The notice said that YouTube had temporarily suspended ads on the platform in about 90 countries to carry out a review on its partner programme, a decision that unnerved video producers based in Cambodia who had previously received income from the in-stream advertisements.
Despite not being a part of the partner programme initially, producers in Cambodia were still allowed to monetise channels by basing them overseas.
The ministry added that YouTube identified Cambodia as a market with good characteristics that made it ideal for the programme.
As a result of the recent announcement, the ministry encouraged producers in Cambodia to continue to create original content without infringing copyright laws.
Chris McCarthy, the chief executive officer of MangoTango Asia, a local digital marketing firm, said: “It’s great that Google and YouTube have reached a new agreement with 90 countries around the world and this will allow creators and monetisation to continue, especially in some of the world’s poorer regions. But this does again highlight the tremendous power that a single tech giant has over the well-being of the citizens of many nations.
“At least for now it appears to have worked out a solution”
The ads first disappeared in mid-April, causing some confusion to both those who placed advertisements on the platform and those who produced videos with the aim of earning money through those advertisements.
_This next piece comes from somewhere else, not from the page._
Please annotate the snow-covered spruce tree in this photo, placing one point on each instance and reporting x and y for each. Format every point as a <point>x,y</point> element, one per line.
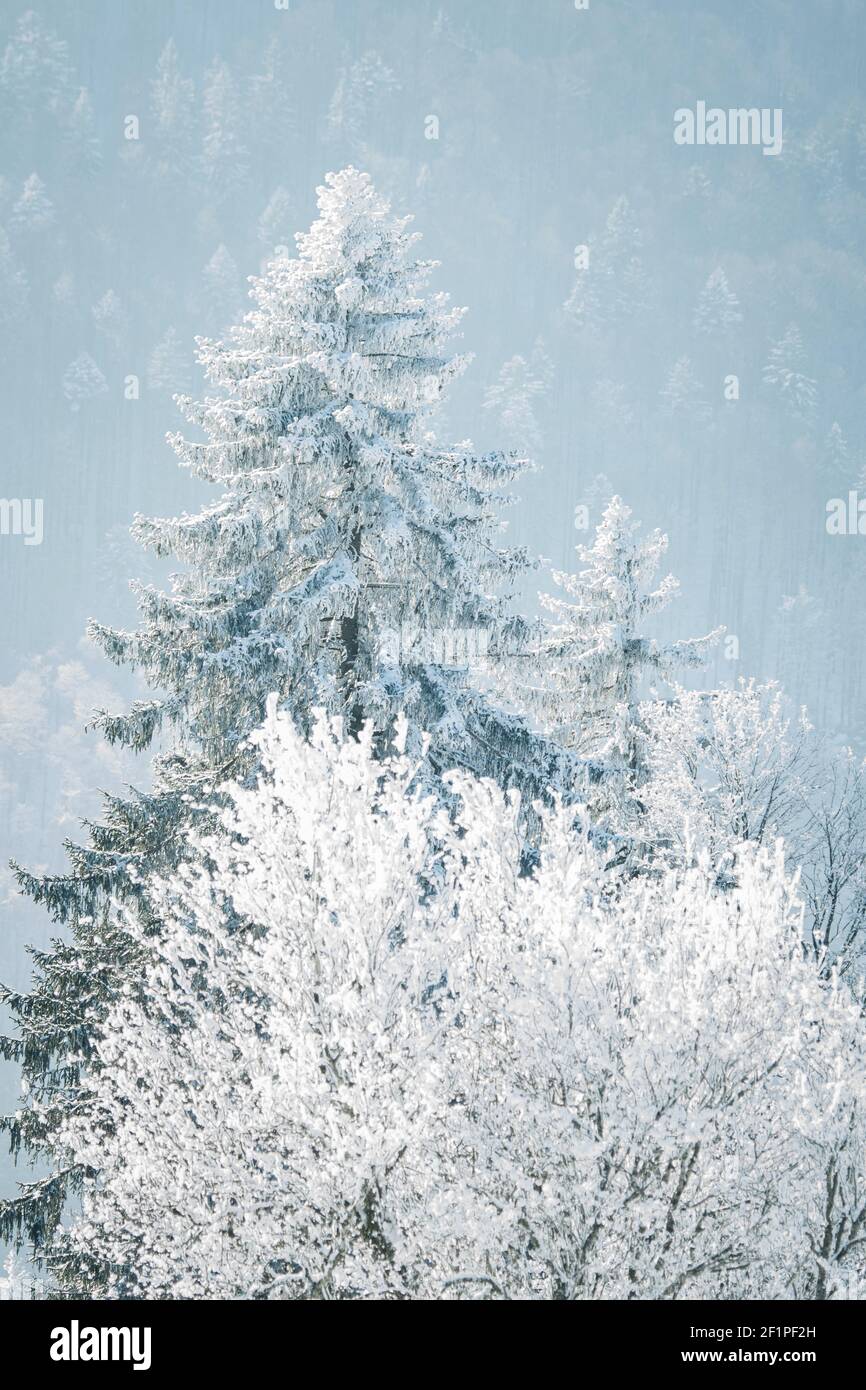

When asked about the disappearance of the advertisements, a YouTube representative for the Southeast Asia region said that under the company’s monetisation policy, Cambodian content creators are not allowed to make money from their videos on its channels.
The policy read: “Advertisers can only target their ads to countries where YouTube has launched a monetised site.”
But it happened in Cambodia anyway.
Until recently, it was next to impossible to watch a video not prefaced by a five-second or longer in-stream ad.
The YouTube representative was not able to determine why all ads had ceased on the platform or how they were shown there previously in contravention of YouTube policy.
It is unknown exactly when the advertisements will return and Cambodia will be added to the partner programme.
The ministry said it was in close contact with YouTube and that it would inform the public as soon as a decision is finalised.